Now, Dana could no longer keep a few tears from dribbling down her cheeks. She found she didn’t care as she stuffed the capsule in her bag. “Dr. Falkland, I’m sorry…I…what can I say? I want my Jana back. You’re the only one who can help.”

  They hugged briefly. Falkland placed his hands on Dana’s shoulders. “Just get Jana here, Ms. Polansky. We’ll take it from there.”

  Dana swallowed a few sobs, wiped her cheeks and eyes and told herself to suck it up, girl. “You’re my last hope. I have to believe this can happen…Ship of Theseus or not. You’re my last hope.”

  Chapter 13

  Inside the Mother Swarm

  Date: Unknown

  Time: Unknown

  He felt like he was being smothered. For what seemed like forever, he had been floating around in a warm bath, not a care in the world, then the world constricted itself down to a narrow tunnel and he found himself hurtling at breakneck speed down this curving corridor, first one way, then another, contractions increasing in frequency, smothering him…squeezing him…pressing in so tight he could hardly breathe…until he thought he was going to die but he didn’t because at that very moment, the world exploded in light.

  Then something slammed into his backside and it hurt like hell and he cried out.

  He felt himself turning, squirming and he felt hands all over, pressing and squeezing.

  “A fine boy—“ a voice said.

  Warm wet rags and sponges slithered around his body and before he knew it, he was cleaned up, dried off and firmly wrapped in some kind of cloth. It was so incredibly bright, he had to squint to see anything…mostly there were only forms, snatches of images, a face here, lips, a mouth moving. Someone’s lips touched the top of his head.

  After this topsy-turvy carnival ride, he was secured in a better place…warm, cuddly, lots of soft sounds, a reassuring heartbeat rhythmically pounding in his ears.

  Gradually, over what seemed like hours, his vision improved and things became clearer. A face appeared. A man’s face. Somehow he knew it was his father. Jamison Winger. The face had a broad smile and before he knew it, strong hands were lifting him up. Now he was dangling in air—not safe! not safe up here!—he kicked a little and squirmed some more and the hands put him back down after a time, again in the warm, tingling, smothering embrace of soft cloth and thick blankets and sheets.

  Bassinet popped into his mind.

  His father’s face appeared with a broad grin over it. Fingers tickled him under the chin, brushed wisps of hair on his head, poked him in the cheeks and side. Hey! Not so hard, big guy!

  Now, his father’s mouth was moving…he was saying something…the words, he couldn’t quite—

  “…very proud…really, it’s a miracle…I don’t even have words—“

  Another voice, a feminine voice, slipped in. “He’s got your eyes and my lips…isn’t he beautiful--?”

  Now, his father bent down, putting his stubbly face right into Johnny Winger’s. “I’m proud as I can be…what a day…you passed every test. All the config changes. All the checks…we’re done with all that now. A great day, so proud.”

  The feminine voice: “Go on, give it to him.”

  His father produced something yellow in his hand and swooped it down into the bassinet, landing it right on top of Winger’s chest. His heart was thumping so hard, he thought it might jackhammer its way out of his chest.

  It was a toy. A yellow, plastic toy…a model biplane, with wings, wheels, a tail. Winger squinted, reached out to caress the thing. He could just make out Spad on the side and a red, white and blue tricolor. The Lafayette Escadrille.

  “Here, John…this is for you—“ His father released the model into Johnny’s awkward fingers, which promptly dropped the biplane into the covers. That earned a chuckle. The toy was promptly placed back in his grasp.

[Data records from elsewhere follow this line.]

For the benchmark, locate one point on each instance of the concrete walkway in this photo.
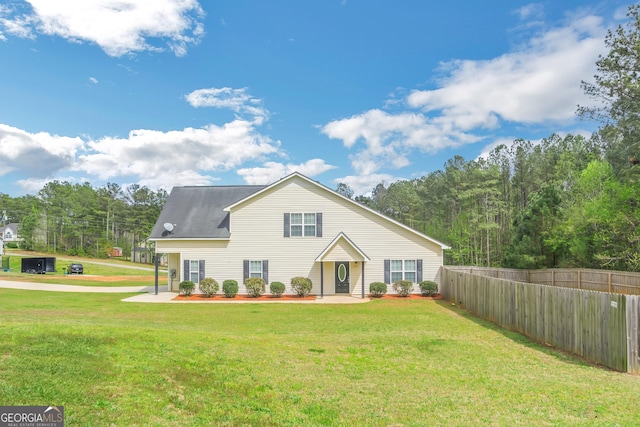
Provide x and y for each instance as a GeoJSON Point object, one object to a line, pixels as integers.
{"type": "Point", "coordinates": [72, 288]}
{"type": "Point", "coordinates": [147, 294]}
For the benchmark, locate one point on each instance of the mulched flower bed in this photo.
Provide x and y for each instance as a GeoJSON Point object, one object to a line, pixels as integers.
{"type": "Point", "coordinates": [218, 297]}
{"type": "Point", "coordinates": [410, 296]}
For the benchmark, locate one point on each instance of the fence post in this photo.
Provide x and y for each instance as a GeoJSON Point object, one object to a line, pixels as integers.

  “With this, you can go anyplace you want. It’s like magic.”

  He fondled the thing for a long time, feeling its smooth texture, its edges, the rubber wheels, the thin edge of the labels and decals. It was cool, but there was much to explore with the biplane. After a time, his fingers groped their way to the tiny plastic figure of the pilot, his jaunty head poking out of the cockpit. There was a helmet, perhaps a scarf, all very interesting, and inside the cockpit, down in the footwell, his fingers eventually found—

  The Button!

  Without a second thought, Johnny Winger pressed the button. In an eye blink, he was back in the tunnel, whizzing past pyramids and dodecahedrons and polygons and all manner of shapes, hurtling at breakneck speed through a curving corridor, and he thought he would pass out from the g-forces, but finally he came to a rattling, teeth-jarring stop in a blinding light, with a roaring rush of deceleration, landing with a hard bump on his butt.

  Jamison Winger had been re-arranging furniture when Johnny pressed the button inside the biplane cockpit. Let’s see: chest over there, rocking horse there, my old Navy trunk back there.

  He turned back to the bassinet to check on his week-old son and found that Johnny was gone. The bassinet was empty, save for tousled covers and blankets. But he wasn’t upset. Not at all. It was the way things were supposed to be.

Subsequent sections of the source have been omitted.